Metadata-Version: 2.4
Name: snob-factor
Version: 2026.3.22
Summary: Mixture modelling by Minimum Message Length (MML) using Factor Snob
License-Expression: GPL-3.0-or-later
License-File: LICENSE
Keywords: MML,Unsupervised Classification,Machine Learning,Snob,Factor Analysis
Author: Chris Wallace
Author-email: csw@cs.monash.edu.au
Maintainer: Michel Fodje
Maintainer-email: michel.fodje@lightsource.ca
Requires-Python: >=3.11
Classifier: Intended Audience :: Developers
Classifier: Intended Audience :: Science/Research
Classifier: Natural Language :: English
Classifier: Operating System :: OS Independent
Classifier: Programming Language :: C
Classifier: Programming Language :: Python :: 3
Classifier: Programming Language :: Python :: 3.11
Classifier: Programming Language :: Python :: 3.12
Classifier: Programming Language :: Python :: 3.13
Classifier: Programming Language :: Python :: 3.14
Classifier: Topic :: Scientific/Engineering :: Artificial Intelligence
Requires-Dist: numpy
Requires-Dist: pandas
Requires-Dist: prettytable
Project-URL: Homepage, https://github.com/michel4j/snob-factor
Project-URL: documentation, https://github.com/michel4j/snob-factor
Project-URL: repository, https://github.com/michel4j/snob-factor
Description-Content-Type: text/markdown


About this Project
------------------
This repository is an updated version of the open-source Factor Snob program for Mixture modelling by Minimum Message
Length (MML) written in C.  The original source code was obtained from Lloyd Allison's website at:
http://www.allisons.org/ll/MML/Notes/SNOB-factor/. The goal of this project is to make the program more accessible by 
providing a Python interface to the program.

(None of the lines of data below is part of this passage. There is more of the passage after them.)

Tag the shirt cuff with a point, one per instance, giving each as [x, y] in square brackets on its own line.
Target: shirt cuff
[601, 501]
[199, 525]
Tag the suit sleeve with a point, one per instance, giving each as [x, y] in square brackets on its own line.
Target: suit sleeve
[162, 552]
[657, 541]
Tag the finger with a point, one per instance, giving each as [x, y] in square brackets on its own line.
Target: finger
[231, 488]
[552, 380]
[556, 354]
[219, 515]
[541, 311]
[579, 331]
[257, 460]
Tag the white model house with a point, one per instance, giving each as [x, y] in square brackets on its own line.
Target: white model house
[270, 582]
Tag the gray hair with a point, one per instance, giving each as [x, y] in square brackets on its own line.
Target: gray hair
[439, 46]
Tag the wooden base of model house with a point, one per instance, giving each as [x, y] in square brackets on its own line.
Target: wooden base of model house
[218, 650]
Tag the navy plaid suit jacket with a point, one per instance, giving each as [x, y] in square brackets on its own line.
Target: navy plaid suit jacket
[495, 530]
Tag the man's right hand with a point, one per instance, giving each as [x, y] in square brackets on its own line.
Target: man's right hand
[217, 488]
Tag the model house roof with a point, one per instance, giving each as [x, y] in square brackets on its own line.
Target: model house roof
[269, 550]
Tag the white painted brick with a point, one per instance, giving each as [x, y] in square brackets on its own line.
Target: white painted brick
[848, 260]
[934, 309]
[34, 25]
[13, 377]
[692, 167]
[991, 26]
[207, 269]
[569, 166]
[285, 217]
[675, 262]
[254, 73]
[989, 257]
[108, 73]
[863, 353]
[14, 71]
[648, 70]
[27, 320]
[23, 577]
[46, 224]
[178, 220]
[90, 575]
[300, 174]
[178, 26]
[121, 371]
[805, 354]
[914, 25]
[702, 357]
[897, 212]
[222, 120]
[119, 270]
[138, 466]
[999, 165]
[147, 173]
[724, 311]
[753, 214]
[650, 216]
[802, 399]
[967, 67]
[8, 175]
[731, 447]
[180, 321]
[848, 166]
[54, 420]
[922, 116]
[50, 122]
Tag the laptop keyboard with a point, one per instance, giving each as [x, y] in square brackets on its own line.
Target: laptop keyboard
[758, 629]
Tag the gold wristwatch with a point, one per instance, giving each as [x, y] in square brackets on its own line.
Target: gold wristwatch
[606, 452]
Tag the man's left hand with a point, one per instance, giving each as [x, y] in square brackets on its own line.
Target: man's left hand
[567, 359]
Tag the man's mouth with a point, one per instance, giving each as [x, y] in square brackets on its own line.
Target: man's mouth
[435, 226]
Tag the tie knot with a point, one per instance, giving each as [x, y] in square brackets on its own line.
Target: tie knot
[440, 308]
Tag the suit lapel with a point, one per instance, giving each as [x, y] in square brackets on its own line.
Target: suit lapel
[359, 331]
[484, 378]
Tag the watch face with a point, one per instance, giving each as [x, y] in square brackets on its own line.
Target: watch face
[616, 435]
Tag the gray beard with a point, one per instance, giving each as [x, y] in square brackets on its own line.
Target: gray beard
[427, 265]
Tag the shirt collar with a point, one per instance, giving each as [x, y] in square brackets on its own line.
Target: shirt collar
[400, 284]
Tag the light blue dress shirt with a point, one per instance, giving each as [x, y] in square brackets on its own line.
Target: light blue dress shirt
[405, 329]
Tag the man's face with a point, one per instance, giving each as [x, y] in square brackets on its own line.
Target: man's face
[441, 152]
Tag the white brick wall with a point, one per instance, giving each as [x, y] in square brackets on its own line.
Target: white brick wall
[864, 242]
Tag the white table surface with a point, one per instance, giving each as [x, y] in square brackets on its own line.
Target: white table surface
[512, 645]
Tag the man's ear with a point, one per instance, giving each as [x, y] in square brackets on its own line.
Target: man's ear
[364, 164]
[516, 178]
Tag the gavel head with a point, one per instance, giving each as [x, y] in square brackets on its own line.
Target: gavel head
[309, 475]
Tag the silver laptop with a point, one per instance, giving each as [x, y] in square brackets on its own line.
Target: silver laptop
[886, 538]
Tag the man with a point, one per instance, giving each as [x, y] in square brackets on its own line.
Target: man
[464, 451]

The original program was written in C and compiled to a binary executable.

I have made many changes to the code mainly to improve readability, and to fix some minor bugs I discovered. The current
version produces the same output as the original, except for a couple of display bugs present in the
original version (see below). Here is a summary of the changes:  

* Refactored function declarations into a central "snob.h" include file.
* Previous version included "glob.c" within other files. "glob.c" now contains some generic and exported functions.
* Replaced Old-style C-function prototypes with moder C function prototypes.
* Removed as many global variables as possible and eliminated many side effects. The previous version relied too much on  
  side effects and global variables. The current version has made variable passing more explicit. In some cases where 
  global variables are still used, they have been grouped into global structures instead. This should make it easier to
  eliminate them entirely in the future. There is still plenty of room for improvement.
* Refactored many functions to replace `goto` statements with more modern control structures.
* Replaced many print statements with a logging facility that can be dialed down using a debug level.
* Added functions for printing a summary of the existing sample data
* Added functions for generating a JSON representation of the classification result equivalent to the data produced by 
  the `prclass` command.
* Added functions for generating class assignments to the sample items. Also, useful for classification through Python.
* Fixed a bug in which during printing of Class information, the wrong class pointer was used to calculate one of the
  Factor costs. This is why the total costs for the Factor model did not match the sum of the parameter, data and 
  variable costs. It also affected the display of the boost character on the class header information.
* Added functions to allow loading `vset` and Sample data through function calls rather than from file. This allows 
  `vset` and sample information to be supplied through Python ctypes calls. 
* Added functions to allow saving and loading of the population model to and from file. This allows the population model
  to be saved and loaded through Python ctypes calls.
* Added a Scikit-learn style interface for fitting and predicting using the Factor Snob model. This allows the model to
  be used in a similar way to other Scikit-learn classification models. The features include the ability to save fitted
  models and to predict on new data based on previously saved models.
* Added a python module that can provide the data, run the Factor Snob routines and extract the results within Python, 
  using `ctypes`.

The original documentation file is included in the `docs` folder. It contains a lot of useful information about the 
original SNOB programs and may be useful for understanding some of the input and output parameters.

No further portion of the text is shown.